When compiling a model using torch.compile(..., backend="tensorrt") with dynamic batch dimension marked via torch._dynamo.mark_dynamic, the remove_sym_nodes pass in Torch-TensorRT does not fully remove torch.SymInt placeholder nodes.

there is still a torch.SymInt placeholder node (%s0) left in the FX graph. This causes problems for downstream lowering / codegen, since these SymInt placeholders are expected to be eliminated and replaced with tensor-based size queries (e.g., via torch.ops.aten.sym_size).

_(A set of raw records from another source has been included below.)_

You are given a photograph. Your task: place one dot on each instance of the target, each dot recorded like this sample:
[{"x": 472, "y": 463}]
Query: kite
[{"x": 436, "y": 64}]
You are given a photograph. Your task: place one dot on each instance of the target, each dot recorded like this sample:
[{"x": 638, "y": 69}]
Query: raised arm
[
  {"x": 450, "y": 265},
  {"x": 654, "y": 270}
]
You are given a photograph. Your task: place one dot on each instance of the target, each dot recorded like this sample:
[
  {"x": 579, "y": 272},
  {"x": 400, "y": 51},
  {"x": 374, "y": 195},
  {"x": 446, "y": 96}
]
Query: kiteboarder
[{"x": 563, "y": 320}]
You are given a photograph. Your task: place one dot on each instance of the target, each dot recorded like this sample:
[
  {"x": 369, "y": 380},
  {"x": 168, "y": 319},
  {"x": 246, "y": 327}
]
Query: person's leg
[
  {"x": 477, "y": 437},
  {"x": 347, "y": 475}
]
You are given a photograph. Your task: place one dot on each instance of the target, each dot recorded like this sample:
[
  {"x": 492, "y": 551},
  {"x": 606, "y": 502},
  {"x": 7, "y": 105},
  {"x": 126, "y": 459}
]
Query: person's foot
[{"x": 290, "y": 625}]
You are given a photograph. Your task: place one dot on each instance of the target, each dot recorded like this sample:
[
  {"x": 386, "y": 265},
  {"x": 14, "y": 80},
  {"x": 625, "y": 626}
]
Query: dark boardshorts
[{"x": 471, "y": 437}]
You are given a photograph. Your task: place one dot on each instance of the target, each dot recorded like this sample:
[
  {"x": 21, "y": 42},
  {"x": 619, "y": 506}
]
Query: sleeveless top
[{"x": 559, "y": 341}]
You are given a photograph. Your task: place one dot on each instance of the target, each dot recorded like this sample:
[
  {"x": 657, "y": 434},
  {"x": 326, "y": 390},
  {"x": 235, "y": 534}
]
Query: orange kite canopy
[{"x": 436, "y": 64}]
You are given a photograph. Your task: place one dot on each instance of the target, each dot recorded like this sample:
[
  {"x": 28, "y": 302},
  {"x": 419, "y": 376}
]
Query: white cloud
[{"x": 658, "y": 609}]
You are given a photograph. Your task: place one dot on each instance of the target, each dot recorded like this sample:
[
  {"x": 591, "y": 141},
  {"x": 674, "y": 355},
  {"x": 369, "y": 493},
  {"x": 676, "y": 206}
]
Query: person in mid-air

I believe the pass should instead replace those SymInt placeholders with aten.sym_size calls on the corresponding Tensor placeholders (e.g., the first dimension of the input tensor), and then remove the SymInt placeholders entirely.

To Reproduce

Reproduction Code:

import torch
import torch.nn as nn
import torch_tensorrt
import logging
logging.basicConfig(level=logging.DEBUG)

class ExpandReshapeModel(nn.Module):
    def __init__(self, embed_dim: int):
        super().__init__()
        self.cls_token = nn.Parameter(torch.randn(1, 1, embed_dim))
        self.embed_dim = embed_dim
        self.qkv_proj = nn.Linear(self.embed_dim, self.embed_dim * 3)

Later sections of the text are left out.